I argue that meta-information enabling functional equivalence fundamentally challenges epistemologies reliant on a conscious subject to transform patterns into meaningful forms, as Raymond Ruyer (2024) exemplified. Demonstrating that specific internal states are unnecessary for particular cognitive functions compels a redefinition of what it means “to know,” accommodating diverse internal mechanisms that yield comparable external outcomes.
This essay establishes the concepts of meta-information and functional equivalence to challenge Ruyer’s consciousness-based epistemology. It proposes a redefinition of ‘knowing’ suited to diverse cognitive systems.
Foundations: Meta-Information, Training, and Functional Equivalence
Defining Meta-Information
“Meta-information” is a complex relational web created when raw information integrates into broader knowledge structures. Unlike contextual information, which merely situates data locally, meta-information emerges through intricate associations enabling predictions and inferences extending beyond individual elements. This emergence is analogous to Malaspina’s (2018, p. 90) exploration of how meaningful form arises from what she describes as a “point of highest tension” at the boundary between information and noise.
Unlike traditional knowledge representation frameworks requiring explicit semantic encoding, meta-information exists implicitly in neural network weights or human memory’s associative pathways. Aligned with Simondon’s view (2020) of information as process rather than content, meta-information emerges dynamically - not as static representations but as ongoing structurations.
The “Training Dataset” Analogy
Humans and artificial systems develop distinct meta-informational structures through fundamentally different yet conceptually comparable learning processes. Human meta-information forms through lived experiences - cultural contexts, sensory interactions, and social learning - continuously shaping knowledge structures. This aligns with Stiegler’s analysis (2018) of how technological artefacts externalise memory, enabling the intergenerational accumulation and re-elaboration of knowledge.
For AI, particularly LLMs, the training dataset comprises extensive textual corpora processed through algorithmic methods like backpropagation, which adjust connection weights to minimise prediction errors.
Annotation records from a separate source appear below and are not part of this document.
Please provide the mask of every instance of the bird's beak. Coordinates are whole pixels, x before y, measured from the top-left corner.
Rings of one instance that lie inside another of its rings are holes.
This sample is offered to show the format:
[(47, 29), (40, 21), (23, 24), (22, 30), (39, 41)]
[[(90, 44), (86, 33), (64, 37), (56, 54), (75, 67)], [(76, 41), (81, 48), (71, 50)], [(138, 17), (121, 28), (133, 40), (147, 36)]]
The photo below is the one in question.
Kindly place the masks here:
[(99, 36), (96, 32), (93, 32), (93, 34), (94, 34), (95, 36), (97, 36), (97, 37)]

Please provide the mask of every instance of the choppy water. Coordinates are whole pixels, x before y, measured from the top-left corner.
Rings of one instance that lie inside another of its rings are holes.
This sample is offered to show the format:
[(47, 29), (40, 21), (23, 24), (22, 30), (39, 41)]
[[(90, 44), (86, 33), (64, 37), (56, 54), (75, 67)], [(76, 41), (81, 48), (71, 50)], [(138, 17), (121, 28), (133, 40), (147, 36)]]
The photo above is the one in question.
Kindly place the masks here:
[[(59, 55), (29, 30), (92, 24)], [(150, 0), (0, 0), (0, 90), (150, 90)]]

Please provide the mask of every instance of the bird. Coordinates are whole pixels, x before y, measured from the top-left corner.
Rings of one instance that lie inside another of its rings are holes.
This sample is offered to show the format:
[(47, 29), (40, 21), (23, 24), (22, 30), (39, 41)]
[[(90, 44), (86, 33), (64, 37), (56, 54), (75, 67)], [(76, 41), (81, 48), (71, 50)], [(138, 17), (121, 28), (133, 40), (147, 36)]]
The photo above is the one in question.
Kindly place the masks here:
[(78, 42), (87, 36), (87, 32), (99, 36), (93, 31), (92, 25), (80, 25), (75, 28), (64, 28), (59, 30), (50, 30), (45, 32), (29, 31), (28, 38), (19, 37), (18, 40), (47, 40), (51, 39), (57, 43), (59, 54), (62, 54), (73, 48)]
Despite radically different acquisition methods, both processes yield individuated meta-informational structures capable of processing new inputs and generating meaningful outputs.
These divergent methods inevitably produce different internal representations. A human’s concept of a “chair” is multisensory, while an LLM’s representation might derive entirely from textual descriptions and contextual associations.
Defining Functional Equivalence
“Functional equivalence” means achieving similar observable outcomes despite different internal structures and processes. Two systems are functionally equivalent when they perform the same task comparably through distinct mechanisms or representations. Identical internal states are not required to achieve comparable outcomes.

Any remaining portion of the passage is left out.